FBHC - Fundação de Beneficência Hospital de Cirurgia (SE) — Prova 2018
O Instituto Nacional do Câncer (INCA) periodicamente publica as incidências estimadas das diversas neoplasias. Para 2016, seguindo tendência já estabelecida em diversas séries, os tumores mais incidentes no sexo masculinos foram, em ordem decrescente (excluindo-se o câncer de pele não melanoma):
INCA 2016: Câncer masculino (exceto pele não melanoma) → Próstata > Pulmão > Colorreto > Estômago.
As estatísticas de incidência de câncer são fundamentais para políticas de saúde pública e prevenção. O INCA publica periodicamente esses dados, e para o sexo masculino, o câncer de próstata consistentemente lidera, seguido por pulmão, colorreto e estômago, excluindo o câncer de pele não melanoma.

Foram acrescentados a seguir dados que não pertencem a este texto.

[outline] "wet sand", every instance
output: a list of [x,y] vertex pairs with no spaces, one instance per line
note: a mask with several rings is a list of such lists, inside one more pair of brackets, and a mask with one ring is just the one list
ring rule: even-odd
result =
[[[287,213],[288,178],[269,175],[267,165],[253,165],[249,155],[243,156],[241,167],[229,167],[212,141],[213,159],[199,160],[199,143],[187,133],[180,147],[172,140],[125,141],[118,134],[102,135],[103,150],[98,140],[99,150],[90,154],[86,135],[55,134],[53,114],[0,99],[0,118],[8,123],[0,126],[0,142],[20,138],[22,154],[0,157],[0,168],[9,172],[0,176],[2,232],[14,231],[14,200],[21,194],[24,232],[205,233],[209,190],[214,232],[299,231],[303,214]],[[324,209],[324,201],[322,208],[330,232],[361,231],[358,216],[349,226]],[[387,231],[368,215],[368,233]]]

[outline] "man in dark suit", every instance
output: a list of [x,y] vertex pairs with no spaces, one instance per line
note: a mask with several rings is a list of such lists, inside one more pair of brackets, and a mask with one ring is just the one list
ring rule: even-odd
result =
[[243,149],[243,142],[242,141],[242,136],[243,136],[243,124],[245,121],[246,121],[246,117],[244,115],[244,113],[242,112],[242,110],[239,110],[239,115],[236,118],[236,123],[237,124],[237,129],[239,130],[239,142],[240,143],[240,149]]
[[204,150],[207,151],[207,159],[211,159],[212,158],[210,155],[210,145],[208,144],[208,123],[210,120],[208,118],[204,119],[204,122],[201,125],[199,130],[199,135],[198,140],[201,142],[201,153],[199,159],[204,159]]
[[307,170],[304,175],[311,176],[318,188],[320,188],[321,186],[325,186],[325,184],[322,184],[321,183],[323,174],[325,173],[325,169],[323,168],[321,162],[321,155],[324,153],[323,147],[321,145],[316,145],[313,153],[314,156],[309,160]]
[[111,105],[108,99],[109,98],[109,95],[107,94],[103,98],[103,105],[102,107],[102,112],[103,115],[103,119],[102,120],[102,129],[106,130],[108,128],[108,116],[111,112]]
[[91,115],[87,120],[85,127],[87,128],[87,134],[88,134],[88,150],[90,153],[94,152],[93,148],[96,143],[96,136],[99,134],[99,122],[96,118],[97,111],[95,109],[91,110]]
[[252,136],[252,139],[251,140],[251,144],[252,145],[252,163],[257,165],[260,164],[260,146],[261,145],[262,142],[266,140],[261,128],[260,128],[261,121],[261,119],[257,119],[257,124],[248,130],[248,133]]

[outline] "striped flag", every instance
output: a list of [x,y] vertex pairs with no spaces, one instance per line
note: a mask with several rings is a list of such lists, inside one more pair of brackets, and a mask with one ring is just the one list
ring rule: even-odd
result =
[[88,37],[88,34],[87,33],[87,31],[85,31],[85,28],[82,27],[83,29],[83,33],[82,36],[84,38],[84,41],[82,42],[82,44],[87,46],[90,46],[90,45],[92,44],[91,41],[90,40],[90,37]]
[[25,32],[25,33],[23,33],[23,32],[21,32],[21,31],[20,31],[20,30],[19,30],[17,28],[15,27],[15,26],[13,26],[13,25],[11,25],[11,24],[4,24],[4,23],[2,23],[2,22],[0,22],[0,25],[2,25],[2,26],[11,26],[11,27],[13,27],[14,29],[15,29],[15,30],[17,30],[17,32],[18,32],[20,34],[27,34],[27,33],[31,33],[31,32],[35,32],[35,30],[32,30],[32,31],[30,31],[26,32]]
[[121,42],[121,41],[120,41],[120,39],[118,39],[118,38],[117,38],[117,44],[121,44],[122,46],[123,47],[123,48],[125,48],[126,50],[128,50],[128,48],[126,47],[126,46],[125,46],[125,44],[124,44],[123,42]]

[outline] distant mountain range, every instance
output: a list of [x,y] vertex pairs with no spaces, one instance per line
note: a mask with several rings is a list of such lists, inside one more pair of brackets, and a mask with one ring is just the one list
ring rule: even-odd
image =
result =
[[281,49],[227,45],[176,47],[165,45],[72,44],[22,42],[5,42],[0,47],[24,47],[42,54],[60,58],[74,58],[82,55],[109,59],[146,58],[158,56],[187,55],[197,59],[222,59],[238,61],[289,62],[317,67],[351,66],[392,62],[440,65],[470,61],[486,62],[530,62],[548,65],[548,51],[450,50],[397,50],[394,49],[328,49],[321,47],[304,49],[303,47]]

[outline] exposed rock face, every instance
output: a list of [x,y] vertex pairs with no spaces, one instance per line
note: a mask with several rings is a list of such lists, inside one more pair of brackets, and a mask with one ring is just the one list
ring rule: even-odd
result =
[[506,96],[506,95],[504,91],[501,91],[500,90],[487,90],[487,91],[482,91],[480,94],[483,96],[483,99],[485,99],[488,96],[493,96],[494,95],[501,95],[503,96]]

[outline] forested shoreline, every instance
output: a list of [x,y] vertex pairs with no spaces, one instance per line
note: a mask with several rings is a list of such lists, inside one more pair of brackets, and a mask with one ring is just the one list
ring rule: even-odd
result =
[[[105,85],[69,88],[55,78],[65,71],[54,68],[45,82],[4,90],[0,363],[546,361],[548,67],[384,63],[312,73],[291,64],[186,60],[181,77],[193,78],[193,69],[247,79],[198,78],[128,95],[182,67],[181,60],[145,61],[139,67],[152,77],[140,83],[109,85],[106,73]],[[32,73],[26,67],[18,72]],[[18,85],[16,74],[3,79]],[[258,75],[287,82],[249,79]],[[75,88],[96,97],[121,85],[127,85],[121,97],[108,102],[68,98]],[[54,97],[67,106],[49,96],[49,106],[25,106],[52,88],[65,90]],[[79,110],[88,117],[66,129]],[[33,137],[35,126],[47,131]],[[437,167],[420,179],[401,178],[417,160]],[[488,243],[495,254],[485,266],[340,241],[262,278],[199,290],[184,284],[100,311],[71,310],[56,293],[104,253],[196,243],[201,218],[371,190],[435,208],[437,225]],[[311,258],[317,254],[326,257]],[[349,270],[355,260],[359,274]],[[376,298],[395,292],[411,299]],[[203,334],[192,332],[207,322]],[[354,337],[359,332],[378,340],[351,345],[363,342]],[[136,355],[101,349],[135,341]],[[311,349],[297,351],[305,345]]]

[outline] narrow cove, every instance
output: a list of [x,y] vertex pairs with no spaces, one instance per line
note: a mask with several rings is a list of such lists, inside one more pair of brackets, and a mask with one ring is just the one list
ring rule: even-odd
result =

A epidemiologia do câncer é um campo vital para a saúde pública, fornecendo dados sobre a incidência, prevalência e mortalidade das neoplasias. O Instituto Nacional do Câncer (INCA) é a principal fonte dessas informações no Brasil, publicando estimativas bienais que orientam políticas de prevenção, rastreamento e tratamento. É fundamental para residentes e profissionais de saúde conhecer essas estatísticas. Para o sexo masculino, consistentemente, o câncer de próstata é o mais incidente, excluindo o câncer de pele não melanoma. Este último, embora seja o mais comum no total, é frequentemente segregado devido à sua alta taxa de cura e menor gravidade em comparação com outras neoplasias. Após o câncer de próstata, os tumores de maior incidência são o de pulmão, colorretal e estômago, refletindo a importância de fatores de risco como tabagismo, dieta e sedentarismo. O conhecimento dessas tendências permite aos profissionais de saúde focar em estratégias de prevenção primária (modificação de estilo de vida) e secundária (rastreamento, como o PSA para próstata e colonoscopia para colorretal), visando a detecção precoce e a melhoria dos desfechos. A compreensão da ordem de incidência é um ponto recorrente em provas de residência e essencial para a prática clínica.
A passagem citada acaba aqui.